Add openai_generic case to LLMClientFactory that:

  1. Imports OpenAIGenericClient (which already exists in graphiti-core)
  2. Uses the same OpenAI provider config (api_key, api_url)
  3. Routes to /chat/completions endpoint with response_format for structured output
  4. Implements automatic fallback from json_schema to json_object for providers that don't support strict schemas
  5. Adds robust JSON extraction for responses with trailing explanatory text

Usage

llm:
  provider: "openai_generic"  # Instead of "openai"
  model: "your-model"
  providers:
    openai:
      api_key: ${OPENAI_API_KEY}
      api_url: ${OPENAI_BASE_URL}  # e.g., http://localhost:4000

Type of Change

  • Bug fix (JSON extraction, auto-fallback)
  • New feature (openai_generic provider)
  • Performance improvement
  • Documentation/Tests

Objective

Enable Graphiti to work with OpenAI-compatible APIs like LiteLLM proxy and Ollama.
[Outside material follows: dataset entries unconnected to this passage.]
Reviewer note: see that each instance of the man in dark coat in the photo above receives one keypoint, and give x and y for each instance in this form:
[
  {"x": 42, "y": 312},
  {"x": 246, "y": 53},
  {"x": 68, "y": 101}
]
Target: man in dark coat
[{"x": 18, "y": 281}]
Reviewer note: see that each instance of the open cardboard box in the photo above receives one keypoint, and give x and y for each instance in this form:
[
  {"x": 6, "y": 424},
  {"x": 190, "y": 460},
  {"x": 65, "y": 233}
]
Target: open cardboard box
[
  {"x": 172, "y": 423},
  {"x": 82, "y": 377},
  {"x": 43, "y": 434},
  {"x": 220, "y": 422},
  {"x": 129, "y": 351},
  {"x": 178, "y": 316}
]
Some providers (e.g., Gemini via LiteLLM) don't support json_schema response format and return the schema definition instead of data. This PR adds automatic detection and fallback to json_object mode, plus robust JSON extraction for providers that append explanatory text after JSON output.

Testing

  • Unit tests added/updated (18 tests for _is_schema_returned_as_data, _extract_json)
  • Integration tests added/updated
  • All existing tests pass
  • Verified with LiteLLM proxy + Ollama backend
  • Confirmed /chat/completions endpoint is called (not /responses)
  • Tested add_memory and entity extraction working

Breaking Changes

  • This PR contains breaking changes

Checklist

  • Code follows project style guidelines (make lint passes)
  • Self-review completed
  • Documentation updated where necessary
  • No secrets or sensitive information committed

Related Issues

N/A

@danielchalef
Copy link
Member

danielchalef commented Dec 22, 2025

All contributors have signed the CLA ✍️ ✅
Posted by the CLA Assistant Lite bot.

@lehcode
Copy link
Author

lehcode commented Dec 22, 2025

I have read the CLA Document and I hereby sign the CLA

danielchalef added a commit that referenced this pull request Dec 22, 2025
@lehcode
Copy link
Author

lehcode commented Dec 23, 2025

Added auto-fallback for providers without json_schema support: e680665

Add support for `openai_generic` LLM provider in the MCP server factory.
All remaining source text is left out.